When he sees the boy in his father’s audience chambers, seated beside Azulon on the flame dais with his eyes closed and his body relaxed, so serious despite being so small, his lips quirk into a smile for the first time since Lu Ten’s passing. Azulon peers down at him before returning to his paperwork. Iroh wonders if he notices how his robes mark a protective half-circle around Zuko’s small body, and thinks that he probably does. Iroh used to inhabit that seat, and he remembers how safe it can feel to live inside that warmth.
“Father,” he calls, breaking the silent ambience of the room, and Zuko’s eyes snap open. As Azulon nods his own greeting Zuko quickly unfolds from his pretzeline position and takes the hidden stairs two at a time. He slams into Iroh with the force of an earthbender’s boulder, hugging tightly.
“Uncle!” He cries, burying his face in Iroh’s robes. “I’m sorry about Cousin Lu Ten. I have a little shrine for him in Grandfather’s gardens.” He bites his lip. “It’s not as big as Lu Ten deserves, but I light incense every day and leave sweet bean cakes for him so he doesn’t forget” Iroh can feel the story there but leaves it be, unsure if he can speak “and I tell him stories so he knows what’s happening here and can rest peacefully.”
The boy’s earnest sympathy warms Iroh’s battered old heart and for a moment he can almost see Lu Ten standing there, smiling at him over Zuko’s thin shoulders. He doubts Ozai’s even lit a candle for his son.
“Thank you, Zuko,” he tells the boy, smiling softly. The boy peers up at him.
“Grandfather says I can stay with you, if you don’t mind the company,” Zuko says, “I can be quiet!

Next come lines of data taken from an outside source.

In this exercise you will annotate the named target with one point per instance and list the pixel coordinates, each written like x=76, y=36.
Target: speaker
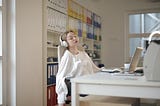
x=63, y=43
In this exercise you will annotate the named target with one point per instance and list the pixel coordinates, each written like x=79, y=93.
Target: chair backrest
x=61, y=50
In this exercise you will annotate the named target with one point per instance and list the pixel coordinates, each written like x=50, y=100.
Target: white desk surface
x=102, y=83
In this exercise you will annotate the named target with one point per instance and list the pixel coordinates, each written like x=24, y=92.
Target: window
x=140, y=25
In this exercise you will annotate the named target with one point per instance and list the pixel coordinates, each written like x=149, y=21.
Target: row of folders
x=52, y=70
x=51, y=96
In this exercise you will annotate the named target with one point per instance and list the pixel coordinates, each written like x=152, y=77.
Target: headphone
x=62, y=42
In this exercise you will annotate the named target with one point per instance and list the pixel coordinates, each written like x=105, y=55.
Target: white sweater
x=72, y=66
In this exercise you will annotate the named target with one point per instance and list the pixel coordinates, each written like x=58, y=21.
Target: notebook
x=132, y=67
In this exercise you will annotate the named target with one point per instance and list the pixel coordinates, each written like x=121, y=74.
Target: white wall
x=25, y=74
x=113, y=27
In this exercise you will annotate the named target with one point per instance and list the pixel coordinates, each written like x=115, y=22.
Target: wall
x=25, y=74
x=113, y=27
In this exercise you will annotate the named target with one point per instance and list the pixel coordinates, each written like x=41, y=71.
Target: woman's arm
x=95, y=68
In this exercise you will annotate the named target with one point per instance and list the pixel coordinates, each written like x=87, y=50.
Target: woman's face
x=72, y=39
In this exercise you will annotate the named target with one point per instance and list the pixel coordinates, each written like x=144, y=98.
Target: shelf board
x=52, y=47
x=51, y=84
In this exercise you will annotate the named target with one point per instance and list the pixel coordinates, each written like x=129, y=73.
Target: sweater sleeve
x=95, y=68
x=64, y=69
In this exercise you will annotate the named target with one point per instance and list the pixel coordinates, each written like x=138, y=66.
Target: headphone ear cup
x=64, y=43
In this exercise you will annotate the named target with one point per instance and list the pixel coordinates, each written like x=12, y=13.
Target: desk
x=102, y=83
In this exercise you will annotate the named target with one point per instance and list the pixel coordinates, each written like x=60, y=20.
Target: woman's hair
x=64, y=36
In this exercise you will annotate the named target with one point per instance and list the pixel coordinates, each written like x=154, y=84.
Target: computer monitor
x=135, y=59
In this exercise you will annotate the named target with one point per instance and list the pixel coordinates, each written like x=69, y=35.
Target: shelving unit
x=61, y=15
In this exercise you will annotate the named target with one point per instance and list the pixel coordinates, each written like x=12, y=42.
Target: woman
x=74, y=62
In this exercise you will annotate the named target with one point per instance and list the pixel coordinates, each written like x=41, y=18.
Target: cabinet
x=59, y=16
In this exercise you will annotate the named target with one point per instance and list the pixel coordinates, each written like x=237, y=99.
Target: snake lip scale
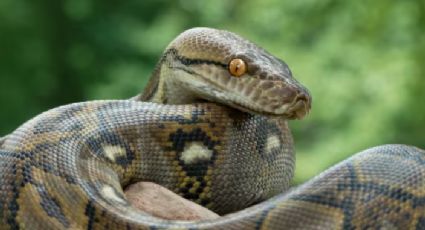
x=204, y=127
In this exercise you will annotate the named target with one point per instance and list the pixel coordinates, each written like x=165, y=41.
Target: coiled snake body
x=213, y=129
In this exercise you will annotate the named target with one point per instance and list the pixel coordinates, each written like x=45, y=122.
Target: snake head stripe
x=196, y=66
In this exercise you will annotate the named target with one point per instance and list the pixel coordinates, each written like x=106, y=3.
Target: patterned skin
x=65, y=169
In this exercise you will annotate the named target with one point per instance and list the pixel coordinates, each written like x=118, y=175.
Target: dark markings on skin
x=90, y=213
x=348, y=206
x=13, y=208
x=264, y=130
x=8, y=167
x=187, y=61
x=182, y=120
x=181, y=138
x=104, y=137
x=51, y=206
x=196, y=169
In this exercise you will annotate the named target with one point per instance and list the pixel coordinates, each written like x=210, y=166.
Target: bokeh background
x=363, y=61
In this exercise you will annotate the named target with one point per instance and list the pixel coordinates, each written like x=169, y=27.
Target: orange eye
x=237, y=67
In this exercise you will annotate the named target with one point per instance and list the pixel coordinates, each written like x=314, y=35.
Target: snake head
x=220, y=66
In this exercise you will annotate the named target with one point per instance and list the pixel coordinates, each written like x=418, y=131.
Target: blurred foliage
x=363, y=61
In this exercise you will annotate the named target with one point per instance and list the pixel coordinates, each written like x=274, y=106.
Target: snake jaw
x=196, y=66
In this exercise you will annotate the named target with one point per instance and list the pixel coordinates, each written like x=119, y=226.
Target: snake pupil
x=237, y=67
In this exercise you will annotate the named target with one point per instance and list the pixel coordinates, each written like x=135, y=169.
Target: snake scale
x=211, y=125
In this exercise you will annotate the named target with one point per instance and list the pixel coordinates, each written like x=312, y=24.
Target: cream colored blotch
x=109, y=193
x=194, y=152
x=113, y=151
x=272, y=142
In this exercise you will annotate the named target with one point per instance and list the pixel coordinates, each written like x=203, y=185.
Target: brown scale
x=65, y=169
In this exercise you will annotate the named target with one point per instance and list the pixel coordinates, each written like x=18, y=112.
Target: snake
x=212, y=126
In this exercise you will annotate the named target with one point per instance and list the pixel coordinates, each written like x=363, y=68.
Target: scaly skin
x=66, y=167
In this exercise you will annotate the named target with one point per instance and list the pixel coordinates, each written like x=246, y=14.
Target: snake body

You won’t even notice me, I promise, and-”
“Zuko,” Iroh interrupts, heart clenching, “There’s no need to be quiet all the time. Lu Ten often made noise as a child. As long as you don’t mind all the tea, you can stay with me as long as you’d like.”
The boy’s smile is so bright, it wouldn’t look out of place on Agni himself.
--
[ seven years later ]
By the time the Avatar has landed in the courtyard the entire palace has realized he’s there. Zuko stands at the head of the group in the Crown Prince’s attire. Ever since Grandfather’s health began failing a couple of years ago, Uncle Iroh has been named Fire Lord and Zuko as his heir. Zuko still isn’t quite comfortable around the servants, unable to forget their casual ignorance of his suffering at Azula’s hands.
By the time the Avatar and his small retinue has disembarked their large, furry transport Zuko is ready to receive them, nerves shoved down into a small corner where he’ll confront them later.
“Avatar Aang,” he greets, bowing his head shallowly and making the Flame with his hands. Behind him, the servants bow an entire 90 degrees at the waist. “I am Crown Prince Zuko. Welcome to the Fire Nation, we’ve been expecting you.”